L’on sait que la naissance d’un sultanat riche en pétrole en Afrique du nord ne dérangerait pas outre mesure les puissances occidentales, bien au contraire. Mais l’on a de fortes raisons de croire qu’une Louisa Hanoune, cette «ennemie farouche de l’ingérence occidentale et de l’impérialisme américain» ne bougera pas le petit doigt même si elle s’est dite, il y a quelques jours, opposée à une candidature par procuration. Mme Hanoune maintiendra donc sa candidature et ira jusqu’au bout de sa logique de soutien à Bouteflika. Après tout, elle est parfaitement dans son rôle, pour une trotskiste déclarée siégeant au Parlement algérien en 2014.
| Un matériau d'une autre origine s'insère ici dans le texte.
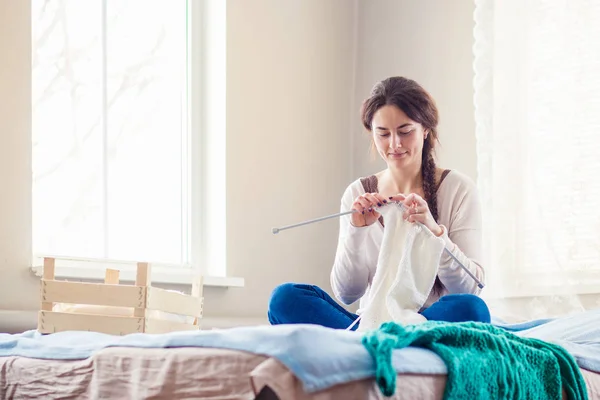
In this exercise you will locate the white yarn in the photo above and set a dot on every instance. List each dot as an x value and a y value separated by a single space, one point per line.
406 269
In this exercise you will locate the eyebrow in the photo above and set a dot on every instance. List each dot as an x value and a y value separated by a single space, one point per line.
400 127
Mais qu’en est-il de cette « centaine » de postulants à la présidentielle que l’APS se plait à évoquer pour nous convaincre que Bouteflika n’est qu’un de ces postulants et que tout est… normal dans le meilleur des mondes ? Beaucoup d’entre eux, sans doute une écrasante majorité, ne passeront pas l’écueil de la collecte des 60.000 signatures, à moins d’un coup de pouce flagrant d’une administration qui n’en serait pas à sa première prouesse du genre. Un coup de pouce dont pourrait bénéficier un Rebaïne, pour ne citer que cet habitué très intéressé des présidentielles. Ceux là seront vite oubliés, à moins de stopper net leurs démarches légales et de renoncer dès maintenant à leur candidature, en le déclarant haut et fort. A défaut, l’histoire retiendra qu’ils auront tout fait pour gagner un piètre rôle de faire-valoir… sans y parvenir. Plutôt humiliant, mais notre pays ne manque pas de gens éhontés. C’est un peu à cause de cette engeance qu’on en est là, après tout. Restent les autres, ceux qui peuvent réellement prétendre à la candidature en toute autonomie, sans l’aide de l’administration. Ceux là peuvent choisir : laisser Bouteflika aller seul au bout de son forfait historique, accompagné par la fidèle Louisa Hanoune, ou prendre une part active au même forfait. Quitte à en être comptable demain. On ne sait pas si l’un ou l’autre d’entre eux est partie prenante ou non du deal convenu entre les clans au pouvoir. Maintenant que Bouteflika est «candidat», l’attitude de chacun d’entre eux sera un indicateur probant quant à leur participation ou non au deal. Tous les prétendants déclarés qui ne se seraient pas retirés de la mascarade en cours seraient suspectés, à juste titre, d’adhésion au clan et à son projet. L’histoire retiendra alors, pour ce qui les concerne, qu’ils auront été, eux aussi, acteurs dans l’avènement du Sultanat d’Algérie. Une seule riposte leur serait salutaire, en même temps qu’elle serait salvatrice pour l’avenir républicain de l’Algérie: le retrait immédiat de leur candidature et leur adhésion au mot d’ordre de boycott. L’heure est au choix, il n’y a point de place à l’indécision.